I feed ProSeries and my animals love it!

I also live in Canada but on the east coast. It's made out here and a lot of my friends feed it also. Orijen is definitely a good food, and I looked at purchasing it prior to going with PS. Only problem it is very very expensive. I settled with ProSeries because of the ingredients (which are not bad at all....c'mon guys Chicken meal and fish meal are the first 2 ingredients) and also because it's around $40 CAN for 15kg. That's like half the price of Orijen. I've got my cats on the cat food, which is a holistic line (since cats ARE strict carnivores) http://www.proseriespet.ca/en/proseries-holistic-adult

Anyway...It is a great food. It's cool to see someone else in the same shoes as me. Hopefully the food will get the recognition it deserves over time, as far as I believe it is fairly new.

Nes - There is a where-to-buy tab on the webpage. From my experience companies don't always update them. You could always call.


----------



## Nes (Aug 27, 2009)

MikeFrisk said:


> Nes - There is a where-to-buy tab on the webpage. From my experience companies don't always update them. You could always call.
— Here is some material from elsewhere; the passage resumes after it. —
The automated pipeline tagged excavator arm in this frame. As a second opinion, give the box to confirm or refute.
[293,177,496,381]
Yeah I keep wondering if there is somewhere closer to me that they just haven't put up on the site. The store in Kemptville closed down over a year ago (they are closest) and now we're going an hour round trip to a store that closes at 5 and hubby doesn't usually get off until 6 and he has the truck during the day .

We switched them over to Nutram because we're doggy sitting and it's easier to have everyone on the same food (or else our girls get really jealous) but I just don't like it as much as the ProSeries! 

We only tried the cat food once when it went on sale, how do you find it? I liked it for the one container that we bought but we've got a kitten & so buying two kinds of ProSeries catfood was getting a little expensive (I just havn't found it as good a value as the dog food is).


----------



## MikeFrisk (Sep 9, 2009)

Nes said:


> We only tried the cat food once when it went on sale, how do you find it? I liked it for the one container that we bought but we've got a kitten & so buying two kinds of ProSeries catfood was getting a little expensive (I just havn't found it as good a value as the dog food is).


Well they have the catfood in bags now, and yeah you do pay a bit more for it. Probably because they tailored the formula more towards a cats tastes. We feed the adult and We love it. It has hairball, urinary tract control, dental and also has glucosamine in chondroitin. Pretty much everything you could ever need.

Like I said though, I was in your shoes before and I ended up finding something closer. Good Luck!


----------